Some species have been introduced outside their native range and are considered invasive because of their voracious appetite for plants. Because of this, imports involving this genus are restricted in some regions (including the United States) and are entirely banned in others (including the EU).

== Species ==
Species in the genus Pomacea include:

subgenus Effusa Jousseaume, 1889
- Pomacea baeri (Dautzenberg, 1902)
- Pomacea glauca (Linné, 1758)
- Pomacea quinindensis (K. Miller, 1879)

subgenus Pomacea Perry, 1810
- Pomacea aldersoni (Pain, 1946)
- Pomacea auriformis (Reeve, 1856)
- Pomacea aurostoma (Lea, 1856)
- Pomacea bridgesii (Reeve, 1856)
- Pomacea camena (Pain, 1949)
- Pomacea canaliculata (Lamarck, 1819)
- Pomacea catamarcensis (Sowerby, 1874)
- Pomacea columbiensis (Philippi, 1851)
- Pomacea columellaris (Gould, 1848)
- Pomacea commissionis (Ihering, 1898)
- Pomacea cousini (Jousseaume, 1877)
- Pomacea cumingii (P. P. King & Broderip, 1831)
- Pomacea decussata (Moricand)
- Pomacea diffusa Blume, 1957
- Pomacea doliodes (Reeve, 1856)
- Pomacea eximia (Dunker, 1853)
- Pomacea falconensis Pain & Arias, 1958
- Pomacea fasciata (Roissy, 1805)
- Pomacea flagellata (Say, 1827)
- Pomacea haustrum (Reeve, 1856)
- Pomacea hollingsworthi (Pain, 1946)
- Pomacea lineata (Spix, 1827)
- Pomacea maculata Perry, 1810 - synonyms: Ampullaria gigas Spix, 1827; Pomacea insularum (D'Orbigny, 1839)
- Pomacea megastoma (Sowerby I, 1825)
- Pomacea ocanensis (Kobelt, 1914)
- Pomacea occulta (Q.-Q. Yang & X.-P. Yu, 2019)
- Pomacea paludosa (Say, 1829)
- Pomacea papyracea (Spix, 1827)
- Pomacea pealiana (Lea, 1838)
- Pomacea poeyana (Pilsbry, 1927)
- Pomacea prunella (Hupé, 1857)
- Pomacea reyrei (Cousin, 1887)
- Pomacea scalaris (D'Orbigny, 1835)
- Pomacea sinamarina (Bruguière, 1792)
- Pomacea urceus (Müller, 1774)
- Pomacea vexillum (Reeve, 1856)
- Pomacea zischkai (Blume & Pain, 1952)

==As invasive species==
Because of the potential to destroy aquatic and marsh vegetation in the wild, the European Union has banned all imports of snails from the family Ampullariidae, which includes the genus Pomacea.

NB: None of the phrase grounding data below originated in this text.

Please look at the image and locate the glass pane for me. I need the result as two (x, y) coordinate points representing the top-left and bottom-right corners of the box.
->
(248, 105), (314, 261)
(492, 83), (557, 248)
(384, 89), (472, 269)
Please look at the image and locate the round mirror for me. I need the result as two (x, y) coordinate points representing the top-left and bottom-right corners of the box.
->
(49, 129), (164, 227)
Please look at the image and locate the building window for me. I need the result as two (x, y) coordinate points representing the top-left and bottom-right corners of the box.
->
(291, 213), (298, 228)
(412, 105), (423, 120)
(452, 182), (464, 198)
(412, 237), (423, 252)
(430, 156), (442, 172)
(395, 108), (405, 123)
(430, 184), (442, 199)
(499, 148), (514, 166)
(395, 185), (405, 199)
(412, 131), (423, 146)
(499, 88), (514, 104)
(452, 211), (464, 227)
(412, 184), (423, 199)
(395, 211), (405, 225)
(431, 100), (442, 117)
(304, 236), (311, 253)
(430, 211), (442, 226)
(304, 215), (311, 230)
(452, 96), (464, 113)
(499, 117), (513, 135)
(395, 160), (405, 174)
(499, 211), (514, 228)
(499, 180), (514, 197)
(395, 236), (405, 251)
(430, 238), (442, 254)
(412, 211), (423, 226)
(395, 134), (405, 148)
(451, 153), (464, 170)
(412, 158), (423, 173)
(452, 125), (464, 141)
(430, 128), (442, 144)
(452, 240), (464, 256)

Similarly, the United States prohibits all members of Ampullariidae except one from being imported or transported interstate, except with a permit for the purposes of research. The sole exception to this is Pomacea diffusa (formerly P. bridgesii) as it is not known to be an agricultural pest.